Oil advances as Iraq signals compliance with output accord
NEW YORK (Bloomberg) -- Oil rose to the highest close in more than a week as Iraq signaled that it would adhere to the OPEC production targets.
Futures climbed 0.9% in New York. Iraq said most international oil companies working in the country, along with the semi-autonomous Kurdish region, have agreed to cut crude output to fulfill an OPEC accord that takes effect in January. Saudi Arabia, the world’s biggest oil exporter, said its budget deficit will fall next year. Prices fell 1.5% on Wednesday after a report showed U.S. crude supplies rose by 2.26 MMbbl last week.
Oil has traded near $50/bbl since the Organization of Petroleum Exporting Countries agreed last month to curb production for the first time in eight years. The deal was bolstered by a pledge from 11 non-OPEC nations including Russia and Mexico to also trim supply. In the U.S., crude inventories remain at the highest seasonal level since the EIA began compiling weekly data in 1982.
"The market shows signs of consolidating below the record highs," Gene McGillian, manager of market research for Tradition Energy in Stamford, Connecticut, said by telephone. "We will have to see signs that they are actually cutting back production before we rise to new highs."

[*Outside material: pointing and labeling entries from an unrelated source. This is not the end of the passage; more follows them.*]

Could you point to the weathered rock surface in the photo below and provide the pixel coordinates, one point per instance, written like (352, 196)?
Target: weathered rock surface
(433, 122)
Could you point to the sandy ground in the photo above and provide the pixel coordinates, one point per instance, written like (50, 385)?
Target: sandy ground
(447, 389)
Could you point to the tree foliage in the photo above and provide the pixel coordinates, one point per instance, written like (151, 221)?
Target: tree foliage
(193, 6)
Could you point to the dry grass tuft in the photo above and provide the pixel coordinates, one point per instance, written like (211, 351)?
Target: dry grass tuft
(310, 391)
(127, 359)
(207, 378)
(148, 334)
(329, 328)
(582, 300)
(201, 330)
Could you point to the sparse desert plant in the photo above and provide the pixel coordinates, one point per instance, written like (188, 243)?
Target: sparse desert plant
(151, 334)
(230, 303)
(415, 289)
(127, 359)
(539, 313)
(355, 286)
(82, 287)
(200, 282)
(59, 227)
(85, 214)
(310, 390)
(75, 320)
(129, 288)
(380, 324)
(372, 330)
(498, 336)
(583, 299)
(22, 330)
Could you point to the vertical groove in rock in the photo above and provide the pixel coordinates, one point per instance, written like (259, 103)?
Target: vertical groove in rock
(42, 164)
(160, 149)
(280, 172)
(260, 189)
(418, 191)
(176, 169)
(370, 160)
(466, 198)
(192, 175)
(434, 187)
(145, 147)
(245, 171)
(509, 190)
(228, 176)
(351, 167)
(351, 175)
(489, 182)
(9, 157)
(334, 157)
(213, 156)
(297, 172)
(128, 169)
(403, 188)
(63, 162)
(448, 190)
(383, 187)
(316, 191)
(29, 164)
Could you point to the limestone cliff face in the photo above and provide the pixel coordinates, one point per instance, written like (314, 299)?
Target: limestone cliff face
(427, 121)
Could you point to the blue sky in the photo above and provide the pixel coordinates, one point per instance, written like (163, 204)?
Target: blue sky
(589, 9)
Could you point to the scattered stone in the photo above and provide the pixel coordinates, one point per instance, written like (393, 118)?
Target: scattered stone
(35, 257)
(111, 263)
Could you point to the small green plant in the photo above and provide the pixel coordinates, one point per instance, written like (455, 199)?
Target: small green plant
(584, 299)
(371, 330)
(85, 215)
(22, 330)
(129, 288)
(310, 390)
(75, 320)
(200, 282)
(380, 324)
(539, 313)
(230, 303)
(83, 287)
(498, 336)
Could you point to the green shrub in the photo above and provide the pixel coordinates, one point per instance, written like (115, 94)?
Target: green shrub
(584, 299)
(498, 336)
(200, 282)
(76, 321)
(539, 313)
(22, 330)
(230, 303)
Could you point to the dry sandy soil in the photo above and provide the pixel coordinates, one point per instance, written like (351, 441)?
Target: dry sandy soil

West Texas Intermediate for February delivery climbed 46 cents to settle at $52.95/bbl on the New York Mercantile Exchange. Total volume traded was about 33% below the 100-day average.
U.S. Inventories
Brent for February settlement rose 59 cents, or 1.1%, to $55.05/bbl on the London-based ICE Futures Europe exchange, closing at a $2.10 premium to WTI.

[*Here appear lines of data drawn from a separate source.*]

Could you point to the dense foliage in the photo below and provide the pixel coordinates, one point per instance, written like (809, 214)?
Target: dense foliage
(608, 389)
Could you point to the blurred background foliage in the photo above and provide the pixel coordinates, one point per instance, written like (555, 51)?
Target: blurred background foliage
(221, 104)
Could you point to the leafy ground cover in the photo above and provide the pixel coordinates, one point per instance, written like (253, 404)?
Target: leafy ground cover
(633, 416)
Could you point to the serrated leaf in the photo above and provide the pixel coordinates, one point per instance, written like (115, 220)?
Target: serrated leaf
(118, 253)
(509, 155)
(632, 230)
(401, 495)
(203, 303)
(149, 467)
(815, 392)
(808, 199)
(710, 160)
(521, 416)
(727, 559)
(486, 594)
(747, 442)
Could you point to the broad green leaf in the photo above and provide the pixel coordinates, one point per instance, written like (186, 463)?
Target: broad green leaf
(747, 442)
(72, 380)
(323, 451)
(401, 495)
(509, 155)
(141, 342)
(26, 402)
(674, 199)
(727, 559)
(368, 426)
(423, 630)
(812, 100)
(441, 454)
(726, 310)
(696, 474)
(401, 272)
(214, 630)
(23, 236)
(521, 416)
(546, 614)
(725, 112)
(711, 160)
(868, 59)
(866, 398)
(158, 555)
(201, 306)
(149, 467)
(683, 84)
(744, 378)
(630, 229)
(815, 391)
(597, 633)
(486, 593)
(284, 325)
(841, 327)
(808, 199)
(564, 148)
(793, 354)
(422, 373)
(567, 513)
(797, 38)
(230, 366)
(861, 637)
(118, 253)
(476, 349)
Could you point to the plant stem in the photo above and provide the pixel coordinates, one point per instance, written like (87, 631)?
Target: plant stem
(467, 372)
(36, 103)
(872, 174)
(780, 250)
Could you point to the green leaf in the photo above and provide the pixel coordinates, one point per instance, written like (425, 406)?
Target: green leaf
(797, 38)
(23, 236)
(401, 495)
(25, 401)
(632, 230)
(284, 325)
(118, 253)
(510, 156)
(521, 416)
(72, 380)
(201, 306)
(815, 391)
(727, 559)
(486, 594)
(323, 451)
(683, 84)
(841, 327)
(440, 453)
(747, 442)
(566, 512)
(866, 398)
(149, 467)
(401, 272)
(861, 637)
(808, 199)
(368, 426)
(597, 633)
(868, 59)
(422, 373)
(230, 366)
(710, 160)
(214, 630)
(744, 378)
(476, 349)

Russia and other producing countries that agreed to cut output next year will stick to their commitments, the country’s Energy Minister Alexander Novak told state-run Rossiya 24 television. Novak sees “no grounds” to doubt the accord.
"There’s no catalyst to push us one way or the other right now," John Kilduff, a partner at Again Capital LLC, a New York-based hedge fund that focuses on energy, said by telephone. "The release of the Saudi budget today shows their incentive to make a deal. This is important."
Saudi Arabia’s budget gave the first detailed look at its long-term plan to overhaul the economy and wean the kingdom off oil. The budget deficit for 2017 will decline to 198 billion riyals ($53 billion), or 7.7% of gross domestic product, the Finance Ministry said in a statement on its website on Thursday. That compares with 297 billion riyals, or 11.5% of GDP, this year and 362 billion riyals in 2015.
While nationwide crude stockpiles grew last week, inventories at Cushing, Oklahoma, the delivery point for WTI and the biggest U.S. oil-storage hub, declined by 245,000 bbl, the EIA said Wednesday.